Review Summary: Conventionally unconventional.
Give Kevin Barnes this; he’s never been one to make things easy. Given his sizable discography and the vast array of styles he’s traversed over the decades, it’s a minor miracle that there’s barely a hint of repetition among of Montreal’s work.
Aureate Gloom continues an unusually focused stretch for the famously prolific artist – 2013’s
Lousy with Sylvianbriar brought Barnes back to recording with a full band, lending the proceedings a vitality and an easy confidence that more than made up for the atypically conventional song structures. That confidence continues onto
Aureate Gloom, an album that sounds nothing like its predecessor (as always, par for the course), save for the full band disclaimer, and in its tortuous psychedelic passages, garishly painted glam rock and valiantly irregular arrangements you see how Barnes is working new ground here, melding his bizarre and labyrinthine compositions into something that can be played by a live band. Yet where Barnes has so often seemed to forge new musical paths where none previously appeared,
Aureate Gloom sounds more like the songwriter taking a hacksaw to a particularly tiresome knot. It searches in vain for something, anything, to make it interesting, to make something pop.
When “Bassem Sabry,” about the recently deceased Egyptian journalist, leaps out of the speakers with a breezy funk rhythm and bursts of interstitial fuzz, Barnes sounds much like he did on
Lousy with Sylvianbriar, invigorated and passionate. That Barnes is looking out of himself is a relief on its own; life inside Barnes’ mind, as so many listeners have found over the past years, can be a little suffocating. At other times the relief in is the record’s adventuring spirit. It’s reassuring to hear a song like “Monolithic Egress” and see all the little, intricate cogs in the Kevin Barnes machine, shifting and locking seamlessly in the context of a pretty kickass rock band. Sometimes this works – “Estocadas” is particularly beautiful, a concise bit of dense symphonic rock. Yet it’s the type of relief from seeing something dangerous and skillful you’ve seen done before successfully attempted again. Soon you can see the seams starting to show, as they do on the languid, dragging “Aluminum Crown,” and the by-the-numbers exploration of “Like Ashoka’s Inferno Of Memory,” which, in its multifaceted suite structure, stops and starts, and multiple phases sounds like the band furiously checking off every genre exercise they missed over the last nine songs.
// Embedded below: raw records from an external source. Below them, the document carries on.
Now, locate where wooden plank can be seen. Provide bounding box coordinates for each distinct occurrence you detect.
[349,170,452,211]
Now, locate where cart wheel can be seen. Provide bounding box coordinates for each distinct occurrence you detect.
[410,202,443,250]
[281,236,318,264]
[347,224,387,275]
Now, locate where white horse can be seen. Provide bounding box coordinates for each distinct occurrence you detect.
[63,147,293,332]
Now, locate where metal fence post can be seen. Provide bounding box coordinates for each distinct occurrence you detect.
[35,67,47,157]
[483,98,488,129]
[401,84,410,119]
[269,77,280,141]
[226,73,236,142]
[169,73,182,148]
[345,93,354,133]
As fresh and undeniably energetic as the band sounds here, the songs lack the simple verse-chorus-verse elegance and full-bodied melodicism of his last effort, too often thrusting forward, not just looking to satiate Barnes’ customary rollercoaster of emotional chaos but also looking for that next hit of spontaneity, a spark that is too often missing here. Taken apart into its individual pieces,
Aureate Gloom appears a success; its tracks loose and brave, taking reckless turns and twists in arriving at a uniquely Barnesian place. As a whole, it’s a record that twists and turns itself into repetition, a hodgepodge of styles and aimless attempts at diversion that tread water more than they make a sail and actually go somewhere. A bubbly rave-up like “Empyrean Abattoir,” which escalates off its aerated rhythm into a furiously catchy kiss-off, is simply an example of Barnes’ silver ear for a tune – in this respect, it stands out. It’s the exception that proves the rule on an album full of songs that sound like ghosts of older, better of Montreal songs. Instead,
Aureate Gloom distinguishes itself in Barnes’ catalog as its own inexplicable set of contradictions: a record rendered inert and sabotaged by its own ambitions.